Morton Feldman’s ‘Rothko Chapel’ is one of the classics of East Coast avant-garde music and is the work that turned me on to this composer in the first place. His quiet music is nonpareil.
This disc set — ‘Morton Feldman: Complete Violin|Viola and Piano Music’ — does not contain ‘Rothko Chapel,’ of course (since, despite the great viola melody at the end, the Rothko meditation is ‘Spacial Music’ and not chamber music), but it does showcase his second most famous work, ‘The Viola in My Life,’ a justly admired work.

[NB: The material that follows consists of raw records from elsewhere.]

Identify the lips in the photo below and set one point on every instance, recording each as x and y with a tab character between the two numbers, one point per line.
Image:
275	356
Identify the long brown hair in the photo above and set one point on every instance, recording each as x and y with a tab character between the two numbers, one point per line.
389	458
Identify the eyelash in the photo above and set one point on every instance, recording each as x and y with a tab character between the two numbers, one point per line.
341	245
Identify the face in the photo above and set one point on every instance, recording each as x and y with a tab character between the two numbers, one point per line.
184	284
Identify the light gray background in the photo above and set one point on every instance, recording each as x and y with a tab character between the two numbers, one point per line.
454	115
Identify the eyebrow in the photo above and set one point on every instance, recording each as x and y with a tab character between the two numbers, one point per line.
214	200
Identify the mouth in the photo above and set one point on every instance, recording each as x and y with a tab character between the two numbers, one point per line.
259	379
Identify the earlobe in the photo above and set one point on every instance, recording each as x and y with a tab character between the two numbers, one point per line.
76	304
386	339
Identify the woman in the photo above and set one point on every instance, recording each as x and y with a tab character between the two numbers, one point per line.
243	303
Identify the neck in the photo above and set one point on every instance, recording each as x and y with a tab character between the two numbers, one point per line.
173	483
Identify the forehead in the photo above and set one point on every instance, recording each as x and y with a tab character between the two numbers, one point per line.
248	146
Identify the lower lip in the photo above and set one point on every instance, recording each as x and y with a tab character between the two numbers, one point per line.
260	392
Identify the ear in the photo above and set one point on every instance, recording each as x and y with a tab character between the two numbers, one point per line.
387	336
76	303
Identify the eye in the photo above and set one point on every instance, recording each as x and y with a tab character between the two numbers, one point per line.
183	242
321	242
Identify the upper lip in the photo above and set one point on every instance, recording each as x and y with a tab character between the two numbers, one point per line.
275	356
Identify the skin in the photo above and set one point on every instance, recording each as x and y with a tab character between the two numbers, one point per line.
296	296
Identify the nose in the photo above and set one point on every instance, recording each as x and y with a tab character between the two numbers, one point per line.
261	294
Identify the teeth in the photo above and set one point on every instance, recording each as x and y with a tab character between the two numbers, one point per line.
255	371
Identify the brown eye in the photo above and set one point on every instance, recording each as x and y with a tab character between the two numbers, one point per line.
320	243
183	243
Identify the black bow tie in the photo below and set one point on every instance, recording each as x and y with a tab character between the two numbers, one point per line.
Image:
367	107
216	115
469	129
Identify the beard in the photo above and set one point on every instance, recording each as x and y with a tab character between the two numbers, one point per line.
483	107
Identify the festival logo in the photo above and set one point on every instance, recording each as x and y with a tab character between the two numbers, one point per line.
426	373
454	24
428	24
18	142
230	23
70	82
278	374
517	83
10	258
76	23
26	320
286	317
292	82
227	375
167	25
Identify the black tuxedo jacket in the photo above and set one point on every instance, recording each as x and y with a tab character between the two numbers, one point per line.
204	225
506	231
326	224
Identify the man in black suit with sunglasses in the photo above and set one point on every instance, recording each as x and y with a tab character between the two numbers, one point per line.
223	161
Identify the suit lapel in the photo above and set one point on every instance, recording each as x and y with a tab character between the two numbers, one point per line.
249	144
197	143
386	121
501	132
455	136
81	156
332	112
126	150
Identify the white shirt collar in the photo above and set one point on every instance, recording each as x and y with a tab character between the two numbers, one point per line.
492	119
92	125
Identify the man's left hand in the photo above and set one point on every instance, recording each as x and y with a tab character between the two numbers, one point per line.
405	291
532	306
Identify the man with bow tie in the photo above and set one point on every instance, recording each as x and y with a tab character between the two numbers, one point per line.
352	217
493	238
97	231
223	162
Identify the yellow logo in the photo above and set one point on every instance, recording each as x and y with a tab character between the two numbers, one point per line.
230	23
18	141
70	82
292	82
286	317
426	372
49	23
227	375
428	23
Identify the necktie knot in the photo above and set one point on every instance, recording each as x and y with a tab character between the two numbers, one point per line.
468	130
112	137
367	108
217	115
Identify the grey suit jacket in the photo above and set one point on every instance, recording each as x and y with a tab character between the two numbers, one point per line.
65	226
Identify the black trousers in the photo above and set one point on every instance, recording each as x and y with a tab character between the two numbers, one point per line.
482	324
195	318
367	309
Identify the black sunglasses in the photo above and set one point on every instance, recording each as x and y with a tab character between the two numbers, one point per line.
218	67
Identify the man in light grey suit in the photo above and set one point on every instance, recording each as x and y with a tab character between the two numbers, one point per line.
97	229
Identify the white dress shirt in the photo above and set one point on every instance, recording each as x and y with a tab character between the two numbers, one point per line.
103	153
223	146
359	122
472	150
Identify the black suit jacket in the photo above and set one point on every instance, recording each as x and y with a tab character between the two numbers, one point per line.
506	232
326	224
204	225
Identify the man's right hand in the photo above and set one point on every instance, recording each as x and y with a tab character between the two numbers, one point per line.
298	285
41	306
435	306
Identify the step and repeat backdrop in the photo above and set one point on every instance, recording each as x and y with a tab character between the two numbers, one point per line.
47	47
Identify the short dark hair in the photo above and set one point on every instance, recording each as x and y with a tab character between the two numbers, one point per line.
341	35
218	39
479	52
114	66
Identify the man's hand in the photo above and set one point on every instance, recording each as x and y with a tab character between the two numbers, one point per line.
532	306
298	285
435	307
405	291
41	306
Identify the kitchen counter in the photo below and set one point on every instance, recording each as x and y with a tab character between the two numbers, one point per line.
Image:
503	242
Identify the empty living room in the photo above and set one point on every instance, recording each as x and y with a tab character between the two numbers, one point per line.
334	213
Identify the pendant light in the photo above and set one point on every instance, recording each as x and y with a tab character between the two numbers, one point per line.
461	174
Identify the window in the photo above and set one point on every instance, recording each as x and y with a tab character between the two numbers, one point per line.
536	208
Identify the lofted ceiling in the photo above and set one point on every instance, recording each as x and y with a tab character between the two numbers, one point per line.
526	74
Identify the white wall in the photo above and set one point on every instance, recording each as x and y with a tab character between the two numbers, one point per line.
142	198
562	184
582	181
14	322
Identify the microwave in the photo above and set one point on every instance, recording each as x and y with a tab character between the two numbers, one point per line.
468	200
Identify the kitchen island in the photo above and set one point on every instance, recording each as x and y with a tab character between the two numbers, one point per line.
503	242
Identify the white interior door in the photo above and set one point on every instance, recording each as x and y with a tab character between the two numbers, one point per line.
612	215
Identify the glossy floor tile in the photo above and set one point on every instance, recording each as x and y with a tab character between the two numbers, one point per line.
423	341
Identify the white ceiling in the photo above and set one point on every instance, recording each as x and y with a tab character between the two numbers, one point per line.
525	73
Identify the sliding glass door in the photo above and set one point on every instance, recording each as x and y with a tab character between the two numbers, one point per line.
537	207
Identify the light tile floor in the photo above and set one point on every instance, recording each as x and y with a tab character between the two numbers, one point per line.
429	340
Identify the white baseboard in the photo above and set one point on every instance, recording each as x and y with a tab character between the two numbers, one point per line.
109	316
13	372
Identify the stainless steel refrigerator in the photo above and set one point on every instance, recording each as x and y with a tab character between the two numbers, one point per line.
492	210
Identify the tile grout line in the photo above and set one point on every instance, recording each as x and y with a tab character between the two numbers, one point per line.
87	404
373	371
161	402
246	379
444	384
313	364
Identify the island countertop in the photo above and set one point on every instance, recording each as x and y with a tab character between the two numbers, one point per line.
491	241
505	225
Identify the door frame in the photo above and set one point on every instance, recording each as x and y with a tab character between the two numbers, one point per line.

The first disc starts off with an excellent early violin sonata. It is the odd piece out, here, but welcome nonetheless. It is in a vaguely neoclassical style, tuneful, many timbres . . . not just pizzicato. What we hear in this work reveals Feldman’s genius mainly as a promise of great works to come.
The brief, under-two-minute ‘Piece’ provides a good follow-up, coming next on the first disc, a sort of cleansing of the palate. It, and the several works to follow, show Feldman at his most characteristic; here is the Feldman we have come to know. Not at all tuneful in an ordinary way, but always listenable, thoughtful. I am not sure how Feldman manages to make this seemingly disjointed material cohere together. But he does. Perhaps it is the calmness: Feldman does not push his pointillistic chords and notes and ‘gestures’ (frankly, I forget what that is supposed to mean, technically, in avant-garde music, but it suggests something I think we all can point to) in an ‘in-your-face’ way. Feldman rarely if ever shouts. I find it hard to describe Morton Feldman’s music that might convince anyone to give it a try. It is just different from other composers’.
Perhaps what makes Feldman’s work so unique is that what he offers is not music as we usually understand it, but the Dream Time equivalent: peaceful echoes of music, as if an afterlife memory.
I enjoyed all the performances. This disc set gave me a few new Feldman ‘favorites’ — the second disc, especially, with two long works dedicated to two specific older contemporaries of Feldman, Aaron Copland and John Cage. I could take almost any single piece from his mature style and place it on infinite loop. I am listening to ‘Spring of Chosroes’ right now. I will be listening to it again. Soon. Any minute now.

N.B. Unlike John Cage, I do express interest in listing favorites. Feldman’s most arresting and accessible work remains, in my opinion, “Madame Press Died Last Week at Ninety,” which John Adams conducted for a CD entitled ‘American Elegies.’